All the light we cannot see
Updated: Oct 2, 2019
If you like fiction, if you like history, and if you like books where the events all crazily tie together in the end, this is the novel for you.
All The Light We Cannot See by Anthony Doerr won the 2015 Pulitzer Prize for fiction and it's quite easy to see why. This book is amazing!
It takes place in both Germany and France across the several years encompassing World War II. Our main characters are Marie-Laure, an intelligent blind French girl with a love of sea creatures, and Werner, a young German orphan with a penchant for radio mechanics who becomes part of the Hitler Youth due to his skills.
Their stories seem like they will never intersect until they do, in this booming, intense climax. I was so captivated that I read the last 100 pages in four hours.
I know what you're thinking. Do we really need another book about WW II? We've already read The Book Thief and the diary of Anne Frank. But this book is worth it.
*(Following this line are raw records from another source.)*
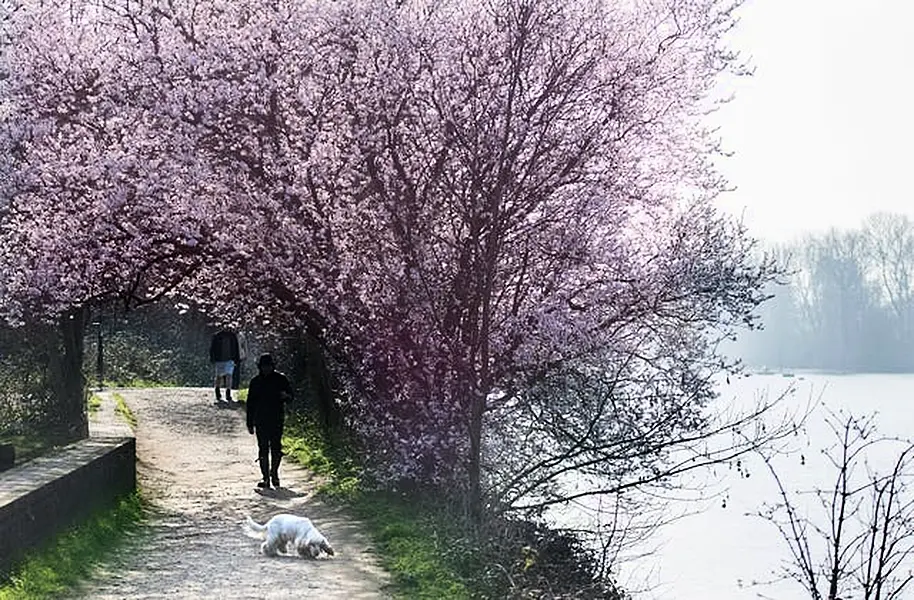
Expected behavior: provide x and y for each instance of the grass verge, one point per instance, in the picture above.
(409, 537)
(69, 559)
(94, 403)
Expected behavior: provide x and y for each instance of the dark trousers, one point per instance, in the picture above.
(269, 448)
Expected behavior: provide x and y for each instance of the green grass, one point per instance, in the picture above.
(94, 403)
(122, 409)
(60, 566)
(408, 535)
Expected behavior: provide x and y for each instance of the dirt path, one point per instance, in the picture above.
(196, 464)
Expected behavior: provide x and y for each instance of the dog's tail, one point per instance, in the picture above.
(254, 529)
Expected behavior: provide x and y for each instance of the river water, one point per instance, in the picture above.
(718, 552)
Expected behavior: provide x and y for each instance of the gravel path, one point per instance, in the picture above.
(196, 465)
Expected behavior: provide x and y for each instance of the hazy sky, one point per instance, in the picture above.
(823, 131)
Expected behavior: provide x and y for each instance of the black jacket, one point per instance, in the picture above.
(265, 405)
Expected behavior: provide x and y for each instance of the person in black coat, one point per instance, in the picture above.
(267, 395)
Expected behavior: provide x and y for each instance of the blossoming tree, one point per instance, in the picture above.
(499, 216)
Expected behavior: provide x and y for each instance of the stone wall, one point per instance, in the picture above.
(44, 496)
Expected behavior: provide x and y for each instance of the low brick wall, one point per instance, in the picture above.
(46, 495)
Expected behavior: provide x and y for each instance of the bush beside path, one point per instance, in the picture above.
(196, 464)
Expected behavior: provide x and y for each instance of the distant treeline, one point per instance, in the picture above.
(848, 304)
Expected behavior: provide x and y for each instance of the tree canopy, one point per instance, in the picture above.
(498, 216)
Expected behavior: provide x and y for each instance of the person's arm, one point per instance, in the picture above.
(251, 404)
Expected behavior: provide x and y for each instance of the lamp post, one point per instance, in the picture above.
(99, 357)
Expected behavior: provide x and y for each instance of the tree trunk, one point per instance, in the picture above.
(65, 376)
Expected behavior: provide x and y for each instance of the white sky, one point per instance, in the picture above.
(823, 131)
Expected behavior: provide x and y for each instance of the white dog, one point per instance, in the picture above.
(283, 531)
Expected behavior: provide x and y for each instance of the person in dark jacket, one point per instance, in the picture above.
(224, 353)
(267, 395)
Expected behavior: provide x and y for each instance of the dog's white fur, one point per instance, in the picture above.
(283, 532)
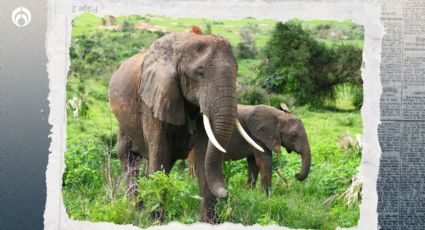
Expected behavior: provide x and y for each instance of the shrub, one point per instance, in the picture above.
(295, 63)
(170, 193)
(252, 95)
(83, 160)
(127, 26)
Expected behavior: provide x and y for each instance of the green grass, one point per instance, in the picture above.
(94, 189)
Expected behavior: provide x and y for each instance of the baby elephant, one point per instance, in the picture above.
(271, 128)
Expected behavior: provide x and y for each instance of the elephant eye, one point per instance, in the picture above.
(199, 73)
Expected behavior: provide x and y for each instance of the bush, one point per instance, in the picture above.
(127, 26)
(295, 63)
(252, 95)
(246, 48)
(170, 193)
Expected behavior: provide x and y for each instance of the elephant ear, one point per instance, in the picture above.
(159, 86)
(284, 108)
(263, 126)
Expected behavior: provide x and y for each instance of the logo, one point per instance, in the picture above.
(21, 16)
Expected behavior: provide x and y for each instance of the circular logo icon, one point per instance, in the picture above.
(21, 17)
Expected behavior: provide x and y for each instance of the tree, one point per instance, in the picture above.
(295, 63)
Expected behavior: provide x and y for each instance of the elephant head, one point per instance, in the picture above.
(276, 128)
(184, 74)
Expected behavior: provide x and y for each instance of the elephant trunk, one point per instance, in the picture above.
(223, 115)
(305, 165)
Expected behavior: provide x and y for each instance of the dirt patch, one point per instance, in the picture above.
(147, 26)
(141, 26)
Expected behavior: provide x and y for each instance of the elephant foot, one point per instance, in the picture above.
(140, 204)
(158, 214)
(210, 219)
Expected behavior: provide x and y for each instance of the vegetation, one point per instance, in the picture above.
(93, 184)
(297, 64)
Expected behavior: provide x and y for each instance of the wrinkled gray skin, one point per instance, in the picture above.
(158, 97)
(271, 128)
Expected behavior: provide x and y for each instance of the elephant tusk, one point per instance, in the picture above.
(210, 134)
(247, 137)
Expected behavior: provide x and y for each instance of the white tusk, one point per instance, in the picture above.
(210, 134)
(247, 137)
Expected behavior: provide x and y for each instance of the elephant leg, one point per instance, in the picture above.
(130, 160)
(208, 203)
(253, 170)
(159, 155)
(265, 164)
(158, 146)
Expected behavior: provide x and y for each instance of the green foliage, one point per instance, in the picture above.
(247, 48)
(127, 26)
(168, 192)
(295, 63)
(100, 54)
(252, 95)
(83, 161)
(94, 187)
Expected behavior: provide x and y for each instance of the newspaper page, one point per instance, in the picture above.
(401, 203)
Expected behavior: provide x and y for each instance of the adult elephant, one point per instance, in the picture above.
(270, 127)
(158, 98)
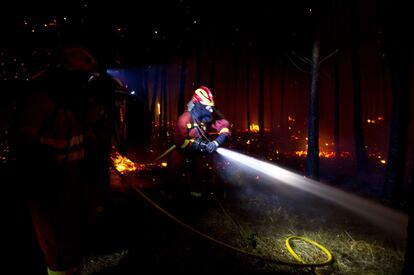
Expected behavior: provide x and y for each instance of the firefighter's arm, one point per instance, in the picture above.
(33, 113)
(185, 138)
(222, 127)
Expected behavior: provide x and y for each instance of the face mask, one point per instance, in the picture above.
(202, 114)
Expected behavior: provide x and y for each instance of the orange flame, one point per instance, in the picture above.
(123, 164)
(254, 128)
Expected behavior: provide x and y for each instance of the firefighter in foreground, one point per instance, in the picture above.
(64, 135)
(198, 130)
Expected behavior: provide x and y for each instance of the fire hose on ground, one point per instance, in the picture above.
(300, 262)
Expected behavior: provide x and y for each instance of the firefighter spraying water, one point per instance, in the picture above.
(193, 137)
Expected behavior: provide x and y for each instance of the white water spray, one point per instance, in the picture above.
(387, 218)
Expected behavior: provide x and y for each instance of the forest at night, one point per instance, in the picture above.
(318, 96)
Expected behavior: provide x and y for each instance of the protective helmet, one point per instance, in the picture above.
(78, 59)
(203, 96)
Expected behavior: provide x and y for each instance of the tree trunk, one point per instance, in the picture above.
(164, 104)
(312, 168)
(336, 110)
(183, 78)
(400, 53)
(261, 99)
(272, 113)
(248, 89)
(357, 101)
(409, 253)
(154, 94)
(282, 96)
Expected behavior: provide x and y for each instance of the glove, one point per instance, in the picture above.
(211, 146)
(198, 144)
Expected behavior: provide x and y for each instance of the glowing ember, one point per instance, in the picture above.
(324, 154)
(123, 164)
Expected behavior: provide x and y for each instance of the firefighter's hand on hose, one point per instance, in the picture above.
(212, 146)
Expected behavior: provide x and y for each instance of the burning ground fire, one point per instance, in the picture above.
(124, 164)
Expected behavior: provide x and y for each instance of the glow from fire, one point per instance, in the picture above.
(124, 164)
(386, 218)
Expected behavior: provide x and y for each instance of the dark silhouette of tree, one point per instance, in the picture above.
(312, 168)
(154, 93)
(282, 95)
(261, 97)
(248, 88)
(164, 103)
(183, 79)
(336, 109)
(399, 50)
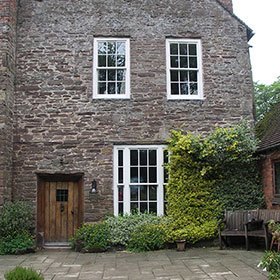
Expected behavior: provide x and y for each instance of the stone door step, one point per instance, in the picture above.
(57, 245)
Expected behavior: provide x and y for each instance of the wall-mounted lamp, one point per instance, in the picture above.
(93, 188)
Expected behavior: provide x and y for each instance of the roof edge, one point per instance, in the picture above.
(250, 32)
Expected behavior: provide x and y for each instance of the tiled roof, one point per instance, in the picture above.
(271, 133)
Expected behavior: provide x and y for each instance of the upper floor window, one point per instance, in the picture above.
(111, 68)
(184, 69)
(277, 177)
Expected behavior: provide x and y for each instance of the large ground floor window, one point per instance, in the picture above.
(139, 179)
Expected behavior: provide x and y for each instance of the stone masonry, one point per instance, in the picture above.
(61, 129)
(7, 78)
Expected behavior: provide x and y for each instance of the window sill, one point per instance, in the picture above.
(95, 97)
(276, 200)
(185, 98)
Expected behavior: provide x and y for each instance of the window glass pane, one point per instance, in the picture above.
(153, 193)
(101, 75)
(165, 170)
(134, 207)
(184, 88)
(153, 207)
(111, 75)
(174, 88)
(134, 193)
(174, 61)
(120, 193)
(102, 48)
(193, 76)
(193, 62)
(120, 88)
(62, 195)
(277, 177)
(134, 174)
(184, 62)
(120, 157)
(192, 49)
(174, 75)
(152, 174)
(120, 208)
(173, 48)
(102, 88)
(120, 75)
(143, 157)
(152, 157)
(111, 61)
(143, 193)
(143, 175)
(183, 49)
(143, 207)
(121, 48)
(134, 157)
(120, 175)
(121, 60)
(111, 88)
(184, 76)
(111, 47)
(193, 88)
(102, 61)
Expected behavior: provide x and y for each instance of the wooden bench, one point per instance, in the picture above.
(247, 223)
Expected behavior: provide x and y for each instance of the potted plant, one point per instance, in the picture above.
(179, 237)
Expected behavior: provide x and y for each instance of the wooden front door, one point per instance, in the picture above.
(59, 209)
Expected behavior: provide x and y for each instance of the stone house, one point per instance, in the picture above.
(269, 150)
(91, 89)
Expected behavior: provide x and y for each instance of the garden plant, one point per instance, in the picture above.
(16, 228)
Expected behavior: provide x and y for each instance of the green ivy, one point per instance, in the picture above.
(121, 227)
(207, 175)
(147, 237)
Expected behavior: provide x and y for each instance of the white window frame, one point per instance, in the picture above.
(170, 96)
(126, 179)
(95, 69)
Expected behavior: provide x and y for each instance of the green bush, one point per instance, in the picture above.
(121, 227)
(21, 273)
(271, 263)
(15, 218)
(207, 175)
(19, 244)
(16, 228)
(147, 237)
(91, 238)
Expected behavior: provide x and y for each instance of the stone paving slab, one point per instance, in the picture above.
(193, 264)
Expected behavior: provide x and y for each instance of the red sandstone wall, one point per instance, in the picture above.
(7, 77)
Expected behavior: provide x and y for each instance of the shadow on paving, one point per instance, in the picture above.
(196, 263)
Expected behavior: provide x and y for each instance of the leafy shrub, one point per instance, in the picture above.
(19, 244)
(16, 225)
(208, 175)
(21, 273)
(15, 218)
(121, 227)
(147, 237)
(271, 263)
(91, 238)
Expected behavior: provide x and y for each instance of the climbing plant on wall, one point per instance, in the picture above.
(207, 175)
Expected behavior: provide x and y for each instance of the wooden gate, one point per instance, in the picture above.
(59, 209)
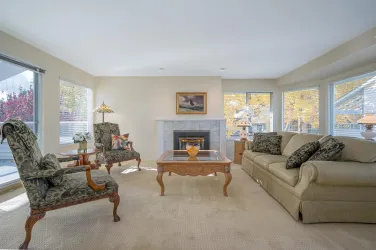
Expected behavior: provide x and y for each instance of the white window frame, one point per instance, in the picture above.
(294, 90)
(89, 109)
(331, 108)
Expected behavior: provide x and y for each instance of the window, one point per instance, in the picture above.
(19, 84)
(349, 100)
(75, 110)
(301, 111)
(255, 107)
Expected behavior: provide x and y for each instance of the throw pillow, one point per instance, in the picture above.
(302, 154)
(120, 142)
(270, 144)
(330, 150)
(50, 161)
(257, 136)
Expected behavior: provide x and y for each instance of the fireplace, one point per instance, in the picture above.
(181, 137)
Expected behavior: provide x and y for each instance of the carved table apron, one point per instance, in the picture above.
(195, 169)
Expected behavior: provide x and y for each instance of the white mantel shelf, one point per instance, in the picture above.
(167, 126)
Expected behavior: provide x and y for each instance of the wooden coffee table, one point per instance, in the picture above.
(206, 162)
(83, 157)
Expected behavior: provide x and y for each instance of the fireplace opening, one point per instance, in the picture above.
(181, 137)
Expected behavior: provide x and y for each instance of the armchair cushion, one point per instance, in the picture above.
(50, 162)
(75, 188)
(120, 142)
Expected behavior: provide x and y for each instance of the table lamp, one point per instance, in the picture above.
(103, 108)
(368, 121)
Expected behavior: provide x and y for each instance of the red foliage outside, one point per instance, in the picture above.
(18, 106)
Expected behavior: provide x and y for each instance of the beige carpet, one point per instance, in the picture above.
(193, 215)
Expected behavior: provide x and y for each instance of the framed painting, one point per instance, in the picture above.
(190, 103)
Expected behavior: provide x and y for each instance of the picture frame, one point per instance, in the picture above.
(191, 103)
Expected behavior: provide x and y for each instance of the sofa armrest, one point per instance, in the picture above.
(337, 173)
(248, 145)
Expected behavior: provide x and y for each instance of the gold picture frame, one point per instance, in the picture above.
(191, 103)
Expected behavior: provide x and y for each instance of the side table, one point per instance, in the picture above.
(83, 157)
(239, 147)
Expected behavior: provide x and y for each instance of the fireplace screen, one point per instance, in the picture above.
(182, 137)
(184, 140)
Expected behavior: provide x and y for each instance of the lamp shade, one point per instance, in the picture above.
(103, 108)
(368, 119)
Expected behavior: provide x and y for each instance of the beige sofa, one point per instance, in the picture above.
(320, 191)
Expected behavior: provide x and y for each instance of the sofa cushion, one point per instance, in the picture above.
(330, 150)
(286, 137)
(268, 144)
(297, 141)
(359, 150)
(250, 155)
(265, 160)
(289, 176)
(302, 154)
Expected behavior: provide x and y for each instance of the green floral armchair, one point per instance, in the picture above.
(78, 184)
(103, 141)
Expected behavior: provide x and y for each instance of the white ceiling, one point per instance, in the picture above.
(250, 38)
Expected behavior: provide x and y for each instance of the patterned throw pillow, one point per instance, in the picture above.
(50, 161)
(302, 154)
(120, 142)
(330, 150)
(270, 144)
(257, 136)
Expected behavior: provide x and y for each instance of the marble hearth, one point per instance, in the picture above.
(166, 128)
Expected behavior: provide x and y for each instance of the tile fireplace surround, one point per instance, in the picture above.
(166, 128)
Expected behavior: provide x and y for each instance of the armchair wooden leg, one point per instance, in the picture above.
(109, 166)
(31, 220)
(138, 165)
(115, 198)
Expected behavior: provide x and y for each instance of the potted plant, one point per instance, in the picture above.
(81, 139)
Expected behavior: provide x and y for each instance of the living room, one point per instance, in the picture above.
(108, 108)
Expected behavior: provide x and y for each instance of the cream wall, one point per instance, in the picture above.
(55, 68)
(139, 101)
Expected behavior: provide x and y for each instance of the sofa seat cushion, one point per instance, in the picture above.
(289, 176)
(250, 155)
(265, 160)
(286, 137)
(75, 188)
(297, 141)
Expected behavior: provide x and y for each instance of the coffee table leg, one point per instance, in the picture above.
(160, 182)
(228, 178)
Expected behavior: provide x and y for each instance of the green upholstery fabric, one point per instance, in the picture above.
(75, 188)
(28, 158)
(103, 140)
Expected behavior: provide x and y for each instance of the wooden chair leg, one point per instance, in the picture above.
(138, 165)
(109, 166)
(115, 198)
(31, 220)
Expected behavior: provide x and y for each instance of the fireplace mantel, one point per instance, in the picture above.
(166, 127)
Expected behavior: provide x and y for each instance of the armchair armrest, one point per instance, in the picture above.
(51, 173)
(64, 171)
(131, 145)
(339, 173)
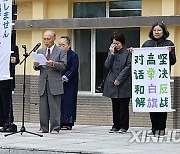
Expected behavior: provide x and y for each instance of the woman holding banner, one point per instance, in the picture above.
(158, 38)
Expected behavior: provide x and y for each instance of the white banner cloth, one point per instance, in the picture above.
(151, 80)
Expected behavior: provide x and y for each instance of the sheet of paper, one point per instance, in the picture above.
(39, 58)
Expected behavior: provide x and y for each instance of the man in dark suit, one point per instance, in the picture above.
(6, 88)
(50, 85)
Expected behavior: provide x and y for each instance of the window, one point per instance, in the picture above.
(125, 8)
(89, 10)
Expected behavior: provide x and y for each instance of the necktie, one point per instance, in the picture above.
(48, 55)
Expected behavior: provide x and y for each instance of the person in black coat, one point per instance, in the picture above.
(158, 38)
(70, 83)
(6, 88)
(118, 82)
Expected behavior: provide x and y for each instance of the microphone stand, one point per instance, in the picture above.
(23, 129)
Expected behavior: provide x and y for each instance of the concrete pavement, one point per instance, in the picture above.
(88, 139)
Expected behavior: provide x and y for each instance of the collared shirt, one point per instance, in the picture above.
(51, 49)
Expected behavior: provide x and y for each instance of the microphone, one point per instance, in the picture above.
(24, 46)
(36, 47)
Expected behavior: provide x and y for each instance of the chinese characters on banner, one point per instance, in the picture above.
(151, 80)
(5, 37)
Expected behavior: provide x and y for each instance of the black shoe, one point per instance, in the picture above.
(113, 130)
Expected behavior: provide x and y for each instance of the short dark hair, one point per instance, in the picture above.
(164, 28)
(67, 39)
(118, 37)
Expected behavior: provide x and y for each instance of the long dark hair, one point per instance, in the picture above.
(164, 28)
(118, 37)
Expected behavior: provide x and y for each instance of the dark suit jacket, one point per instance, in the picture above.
(52, 74)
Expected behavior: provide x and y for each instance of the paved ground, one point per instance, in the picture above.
(88, 139)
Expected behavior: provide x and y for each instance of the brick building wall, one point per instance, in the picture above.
(91, 110)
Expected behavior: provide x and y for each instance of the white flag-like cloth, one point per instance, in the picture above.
(151, 80)
(5, 38)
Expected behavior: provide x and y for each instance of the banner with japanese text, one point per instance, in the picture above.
(5, 38)
(151, 80)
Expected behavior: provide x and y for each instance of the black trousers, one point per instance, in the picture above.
(120, 108)
(158, 120)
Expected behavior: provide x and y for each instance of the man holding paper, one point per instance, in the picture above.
(50, 85)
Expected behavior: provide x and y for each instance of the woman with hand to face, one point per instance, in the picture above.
(118, 82)
(158, 38)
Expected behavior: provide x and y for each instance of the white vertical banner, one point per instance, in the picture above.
(151, 80)
(5, 38)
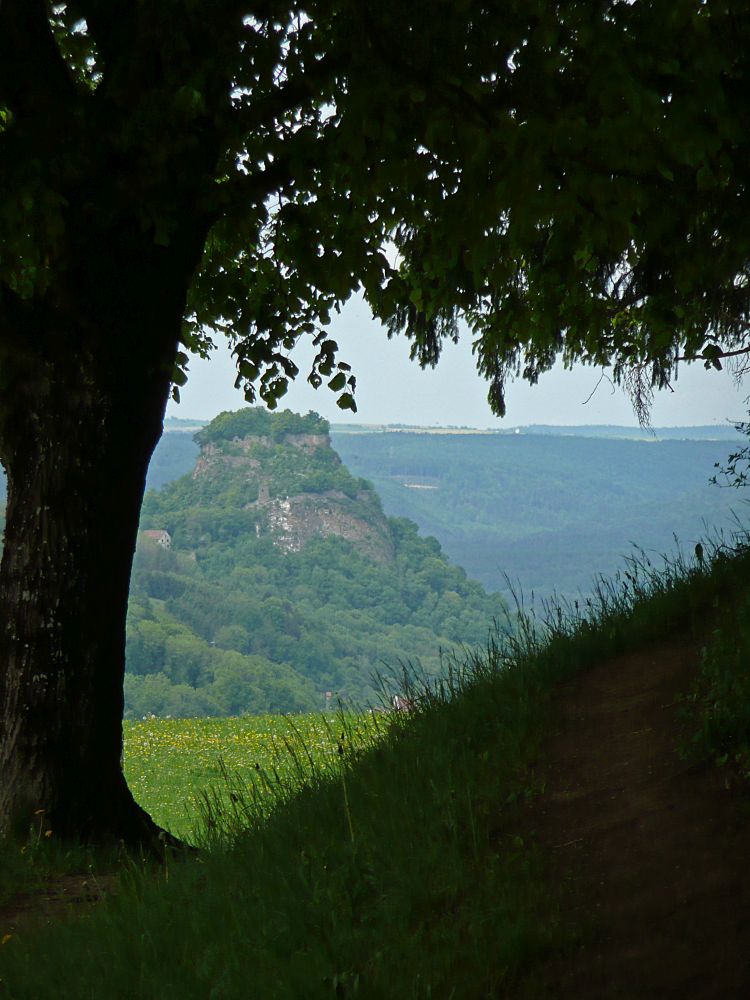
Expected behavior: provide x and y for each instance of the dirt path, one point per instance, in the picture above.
(655, 855)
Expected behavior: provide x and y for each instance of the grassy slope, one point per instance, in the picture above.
(403, 875)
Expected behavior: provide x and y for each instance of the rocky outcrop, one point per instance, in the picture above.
(293, 521)
(299, 490)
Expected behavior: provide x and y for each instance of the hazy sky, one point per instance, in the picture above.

Doerr knew how to put me right in the middle of the action in a way I've personally never experienced before. I was with Werner in the large hot room of crimson flags learning what it means to be German and I was with Marie-Laure in the Saint-Malo grotto, touching snails and smelling the sea.
The story starts slow, building up the way life gradually builds up. The action doesn't happen all all at once. But once it did, every page I had read before that suddenly made sense in a whole new way.
I can't even do this novel justice by writing about it. Honestly, you're going to have to read it and be enthralled for yourself.